Execution time of iterations is quite different. As I understand it, this is associated with the removal of objects from memory. However, the behavior of this operation I do not understand. Why time is different? How do I fix it? Time is steady when I'm deleting the object in a separate thread.
class NODE{
public:
NODE(){}
NODE* add(NODE* node)
{
children.push_back(node);
return node;
}
virtual ~NODE()
{
for(vector<NODE*>::iterator it = children.begin(); it != children.end(); ++it)
{
delete *it;
}
}
vector<NODE*> children;
};
NODE* create()
{
NODE* node( new NODE() );
for (int i=0; i<200;i++) {
NODE* subnode = node->add( new NODE());
for (int k=0; k<20; k++) subnode->add( new NODE());
}
return node;
}
int main()
{
NODE* root;
unsigned t;
for (int i=0; i<30; i++){
t = clock();
cout << "Create... ";
root = create();
delete root;
cout<< clock()-t << endl;
}
}
ADDED:
I'm confused. When I run program out of VS it works fine...
When you create an object, sometimes a new block of memory for it will be allocated, and sometimes it will fit into an already-existing block. This will cause two allocations to potentially take differing amounts of time.
If you want to make the time allocations and frees take consistent, handle them inside your application - grab a big chunk of memory and service allocations from that block. Of course, when you need another chunk, the allocation that causes that to happen is going to take longer... But with large chunks it should happen infrequently.
The only way to make allocations and deallocations take a perfectly consistent amount of time would be to slow down the fast ones until they take the maximum amount of time any request could spend. This would be the Harrison Bergeron approach to performance optimization. I don't recommend it.
There are real-time heaps in existance, but generally memory heap operations (dynamic allocations and deallocations) are the cannoical example of a non-deterministic operation. This means that the runtime varies, and doesn't even have a very good bound.
The issue is that you generally need adjacent blocks of memory merged into a single block when they occur. If that isn't done, eventually you'll just have oodles of tiny blocks and a large allocation may fail even though there really is plenty of memory available for it.

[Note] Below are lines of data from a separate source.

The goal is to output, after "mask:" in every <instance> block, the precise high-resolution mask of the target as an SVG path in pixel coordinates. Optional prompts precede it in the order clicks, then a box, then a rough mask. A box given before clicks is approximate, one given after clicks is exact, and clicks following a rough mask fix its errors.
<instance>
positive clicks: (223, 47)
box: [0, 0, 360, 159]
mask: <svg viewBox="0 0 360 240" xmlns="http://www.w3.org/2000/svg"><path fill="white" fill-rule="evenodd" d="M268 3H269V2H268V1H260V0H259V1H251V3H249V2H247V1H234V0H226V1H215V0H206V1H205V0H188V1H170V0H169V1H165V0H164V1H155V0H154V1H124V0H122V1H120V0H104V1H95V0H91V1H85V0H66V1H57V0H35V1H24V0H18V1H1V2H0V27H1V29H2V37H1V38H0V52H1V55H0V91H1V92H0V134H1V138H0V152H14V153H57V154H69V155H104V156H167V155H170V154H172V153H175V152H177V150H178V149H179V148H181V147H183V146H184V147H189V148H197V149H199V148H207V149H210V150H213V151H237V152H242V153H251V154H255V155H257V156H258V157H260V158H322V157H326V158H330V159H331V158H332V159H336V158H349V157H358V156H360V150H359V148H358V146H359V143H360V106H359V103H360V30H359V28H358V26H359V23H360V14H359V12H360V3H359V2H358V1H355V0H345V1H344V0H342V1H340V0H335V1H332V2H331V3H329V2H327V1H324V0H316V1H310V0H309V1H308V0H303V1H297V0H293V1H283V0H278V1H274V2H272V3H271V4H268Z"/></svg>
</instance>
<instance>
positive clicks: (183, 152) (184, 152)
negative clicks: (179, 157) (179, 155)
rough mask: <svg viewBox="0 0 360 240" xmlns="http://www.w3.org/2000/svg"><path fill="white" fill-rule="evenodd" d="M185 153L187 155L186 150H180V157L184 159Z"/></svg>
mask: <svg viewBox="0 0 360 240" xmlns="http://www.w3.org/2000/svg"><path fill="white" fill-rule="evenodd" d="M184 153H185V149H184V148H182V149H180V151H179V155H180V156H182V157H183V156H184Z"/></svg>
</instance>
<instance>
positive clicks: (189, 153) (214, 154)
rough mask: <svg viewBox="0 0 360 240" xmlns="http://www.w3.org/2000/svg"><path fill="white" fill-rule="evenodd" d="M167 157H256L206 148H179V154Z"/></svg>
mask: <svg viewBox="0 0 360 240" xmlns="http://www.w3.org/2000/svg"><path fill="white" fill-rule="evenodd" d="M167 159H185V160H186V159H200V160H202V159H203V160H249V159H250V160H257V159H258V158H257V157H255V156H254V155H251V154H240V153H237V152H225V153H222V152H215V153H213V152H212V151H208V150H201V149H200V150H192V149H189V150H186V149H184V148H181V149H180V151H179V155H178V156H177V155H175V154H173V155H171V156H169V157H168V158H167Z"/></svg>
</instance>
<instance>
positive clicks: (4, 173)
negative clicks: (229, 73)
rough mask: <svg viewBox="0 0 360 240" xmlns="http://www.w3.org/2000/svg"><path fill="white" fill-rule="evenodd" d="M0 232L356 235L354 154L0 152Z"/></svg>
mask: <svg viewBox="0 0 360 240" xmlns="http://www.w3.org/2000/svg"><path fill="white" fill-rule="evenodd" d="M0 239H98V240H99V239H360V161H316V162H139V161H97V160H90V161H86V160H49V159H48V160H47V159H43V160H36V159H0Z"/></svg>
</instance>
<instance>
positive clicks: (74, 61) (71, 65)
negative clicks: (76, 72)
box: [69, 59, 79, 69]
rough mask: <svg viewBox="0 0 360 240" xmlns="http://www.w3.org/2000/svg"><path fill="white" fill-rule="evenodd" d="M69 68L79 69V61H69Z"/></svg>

On any given call there may or may not be merging to do, and the amount to do may vary. It all depends on the pattern of allocations/deallocations your system has performed recently, which is not something you can plan for at all. So we call it "non-deterministic".
If you don't like this behavior, there are really two possibilities:
Switch to using a real-time heap. Your OS probably doesn't have one built in, so you'd have to go buy or download one and use it for all your memory operations. One I've used in the past is TLSF.
Don't perform dynamic memory allocation/deallocation in your main loop (IOW: not after initialization). This is how we realtime programmers have trained ourselves to code for ages.
In addition to what other answers say you have to account for Visual C++ 10 runtime heap being thread-safe. This implies that even when you only have one thread you encounter some overhead facilitating heap operations being thread-safe. So one reason you see such poor results is that you use a universal but rather slow heap implementation.
The reason why you get different timing with/without the debugger is a special heap is used when a program is started under debugger (even in Release configuration) and that special heap is also relatively slow.
Generally it's not possible to predict memory allocation/deallocation times. For example times may vary significantly if the user space heap runs out of pages and needs to request more from the kernel and later when accessing a newly allocated page triggers a page fault.
So even if you go forward and implement your own heap using big chunks of memory, your allocation times will vary because lazyness is in the nature of the underlying memory system.
If you really wanna know why its slow you need to run a real profiler on it, such as AMD's codeanalyst, clock isn't exactly a high presision timer.
The reason why it'll run different each time depends on the paging of the underlying system, the CPU load and whether your data has been cached by the processor.